# 20 years!



## PierreRodrigue (Jan 3, 2014)

Well, today I celebrate being married to my best friend, and the love of my life. 20 years ago we began this journey, and she is still with me! Now THAT has to count for something!!


----------



## toddnmd (Jan 3, 2014)

Congratulations on the anniversary!


----------



## tagheuer (Jan 3, 2014)

Congratulations !!!

In these days, 20 years of marriage definitely counts more than something.


----------



## Pensacola Tiger (Jan 3, 2014)

Happy Anniversary, Pierre! May the next twenty be even better!


----------



## Miles (Jan 3, 2014)

Congrats!


----------



## Lucretia (Jan 3, 2014)

Congratulations, Pierre! Best wishes for many, many more happy anniversaries!


----------



## Dream Burls (Jan 3, 2014)

Congratulations Pierre and all the best to you and the Mrs. My 20th is coming up next month.


----------



## NO ChoP! (Jan 3, 2014)

Congratulations, sir. 

I'm coming up on seventeen. It takes work, but hopefully we are better people for it.


----------



## sachem allison (Jan 3, 2014)

congratulations, brother bear!


----------



## Lefty (Jan 3, 2014)

Congrats, again, my friend!


----------



## Mrmnms (Jan 3, 2014)

Hope your wife had a chance to read your post, but I have a feeling she already knows. Congratulation to you both.


----------



## ecchef (Jan 3, 2014)

Congratulations! I'm at 25% of that.


----------



## Chef Andy (Jan 3, 2014)

Happy anniversary! Did you do anything special to celebrate the big two zero?


----------



## El Pescador (Jan 3, 2014)

Happy Days!


----------



## The Edge (Jan 3, 2014)

Congratulations!


----------



## stereo.pete (Jan 3, 2014)

Congrats Pierre!


----------



## DeepCSweede (Jan 3, 2014)

Congrats to the both of you - the big 20 - that is fantastic!!


----------



## don (Jan 4, 2014)

Congrats!


----------



## Dave Martell (Jan 4, 2014)

Congratulations Pierre!


----------



## MowgFace (Jan 4, 2014)

Congratulations Pierre! To many many more. Cheers


----------



## PierreRodrigue (Jan 4, 2014)

Chef Andy said:


> Happy anniversary! Did you do anything special to celebrate the big two zero?

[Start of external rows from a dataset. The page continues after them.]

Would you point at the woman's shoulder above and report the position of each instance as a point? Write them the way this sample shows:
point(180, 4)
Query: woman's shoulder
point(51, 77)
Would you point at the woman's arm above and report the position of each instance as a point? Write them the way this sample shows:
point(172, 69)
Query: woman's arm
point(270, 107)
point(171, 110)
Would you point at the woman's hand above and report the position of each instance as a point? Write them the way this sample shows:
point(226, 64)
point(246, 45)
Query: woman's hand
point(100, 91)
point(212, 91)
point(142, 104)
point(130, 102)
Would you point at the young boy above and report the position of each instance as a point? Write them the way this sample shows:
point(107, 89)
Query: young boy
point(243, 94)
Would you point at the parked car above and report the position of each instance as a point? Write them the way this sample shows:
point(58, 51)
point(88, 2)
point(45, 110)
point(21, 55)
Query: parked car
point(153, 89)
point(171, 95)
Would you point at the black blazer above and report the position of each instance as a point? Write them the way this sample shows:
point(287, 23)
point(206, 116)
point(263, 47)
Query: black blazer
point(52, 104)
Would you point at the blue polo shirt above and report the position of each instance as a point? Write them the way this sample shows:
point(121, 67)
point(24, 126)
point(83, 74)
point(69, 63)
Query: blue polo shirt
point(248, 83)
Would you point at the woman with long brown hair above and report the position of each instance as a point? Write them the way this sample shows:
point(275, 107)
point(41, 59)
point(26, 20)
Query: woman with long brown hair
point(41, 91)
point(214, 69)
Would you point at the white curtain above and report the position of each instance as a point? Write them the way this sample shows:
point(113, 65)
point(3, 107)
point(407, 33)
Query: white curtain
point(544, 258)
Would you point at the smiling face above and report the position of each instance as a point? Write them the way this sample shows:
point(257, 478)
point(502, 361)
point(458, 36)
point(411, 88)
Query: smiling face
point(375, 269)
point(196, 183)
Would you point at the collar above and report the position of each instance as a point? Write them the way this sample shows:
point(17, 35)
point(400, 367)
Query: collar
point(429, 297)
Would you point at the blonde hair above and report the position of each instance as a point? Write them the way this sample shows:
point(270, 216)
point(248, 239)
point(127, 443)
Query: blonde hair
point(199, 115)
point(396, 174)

Thanks guys, it is a milestone forsure!

Well, it was a low key evening, dinner at a nice restaurant, a show, and some time together. We take the simple things in life for granted sometimes, life itself is hectic, days/weeks/months pass it seems at a much faster rate then years ago. I am not that old, or wise, but if you can, take a few minutes a day to breath, and if you can, share it with someone special. It was a nice evening.


----------



## Chuckles (Jan 4, 2014)

Congrats! Sounds like a great night.


----------



## Keith Sinclair (Jan 5, 2014)

:thumbsup:Happy 20th,good to have a gal to share things with


----------